- Born: 1968 (age 57–58)
- Occupation: Writer
- Writing career
- Genres: Children's literature, young adult fiction
- Notable works: Tilly, a Story of Hope and Resilience
- Notable awards: Burt Award for First Nations, Métis and Inuit Literature

= Monique Gray Smith =

Canadian writer

Monique Gray Smith is a Canadian writer of children's and young adult literature. She is also an international speaker and consultant. Of Cree, Lakota and Scottish descent, Smith is based in Victoria, British Columbia.

== Career ==
She is most noted for her young adult novel Tilly, a Story of Hope and Resilience, which won the Burt Award for First Nations, Métis and Inuit Literature in 2014, and her children's picture book My Heart Fills With Happiness, which won the Christie Harris Illustrated Children's Literature Prize in 2017. In 2018 she was named as a finalist for the TD Canadian Children's Literature Award for Speaking Our Truth: A Journey of Reconciliation, and for the Burt Award for The Journey Forward, a compilation of two novellas co-written with Richard Van Camp. In the same year she published Tilly and the Crazy Eights, a sequel to her first novel.
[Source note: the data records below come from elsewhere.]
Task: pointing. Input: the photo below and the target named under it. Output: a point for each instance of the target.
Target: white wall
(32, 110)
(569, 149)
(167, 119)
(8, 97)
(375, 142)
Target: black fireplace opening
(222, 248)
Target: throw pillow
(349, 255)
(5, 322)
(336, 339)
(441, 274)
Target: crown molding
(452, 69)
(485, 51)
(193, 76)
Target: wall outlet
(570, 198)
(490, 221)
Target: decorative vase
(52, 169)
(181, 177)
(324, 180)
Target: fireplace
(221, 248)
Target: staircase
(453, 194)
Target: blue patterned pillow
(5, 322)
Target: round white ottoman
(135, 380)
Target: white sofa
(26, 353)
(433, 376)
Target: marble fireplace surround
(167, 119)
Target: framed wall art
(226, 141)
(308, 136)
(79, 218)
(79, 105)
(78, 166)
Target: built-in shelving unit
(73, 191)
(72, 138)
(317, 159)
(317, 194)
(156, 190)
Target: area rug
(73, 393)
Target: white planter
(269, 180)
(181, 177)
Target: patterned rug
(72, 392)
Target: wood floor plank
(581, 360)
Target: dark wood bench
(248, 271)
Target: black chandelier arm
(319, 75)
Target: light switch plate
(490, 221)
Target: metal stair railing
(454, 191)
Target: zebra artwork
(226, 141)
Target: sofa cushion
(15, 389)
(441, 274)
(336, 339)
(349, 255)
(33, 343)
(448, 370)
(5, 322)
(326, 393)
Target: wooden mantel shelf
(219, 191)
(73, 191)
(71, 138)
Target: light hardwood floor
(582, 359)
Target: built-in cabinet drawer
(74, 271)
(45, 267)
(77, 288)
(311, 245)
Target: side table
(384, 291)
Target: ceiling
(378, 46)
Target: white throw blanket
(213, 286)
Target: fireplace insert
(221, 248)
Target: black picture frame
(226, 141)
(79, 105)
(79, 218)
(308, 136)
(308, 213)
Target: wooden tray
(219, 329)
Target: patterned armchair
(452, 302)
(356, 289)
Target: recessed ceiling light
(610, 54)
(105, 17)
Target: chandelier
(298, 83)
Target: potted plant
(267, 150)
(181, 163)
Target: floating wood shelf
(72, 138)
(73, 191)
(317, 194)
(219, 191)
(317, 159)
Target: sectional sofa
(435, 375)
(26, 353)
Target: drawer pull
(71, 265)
In addition to her work as a writer, Smith has worked as a psychiatric nurse in Indigenous communities for over 25 years, having completed formal nurses training at Douglas College. She also spent 5 years working as Instructor for Curriculum Design at the Justice Institute of BC and has been an Inspirational Speaker for Little Drum Consulting for more than 20 years.

== Awards ==
- Winner of Burt Award for First Nations, Métis and Inuit Literature for Tilly: A Story of Hope and Resilience, 2014.
- Winner of Bolen Books Children's Book Prize for Speaking Our Truth: A Journey of Reconciliation, 2018.
- Finalist for BC Book Prize for My Heart Fills With Happiness, 2017.
- Finalist for the Marilyn Baillie Picture Book Award for You Hold Me Up.
- Finalist for TD Canadian Children's Literature Award for Speaking Our Truth: A Journey of Reconciliation, 2018.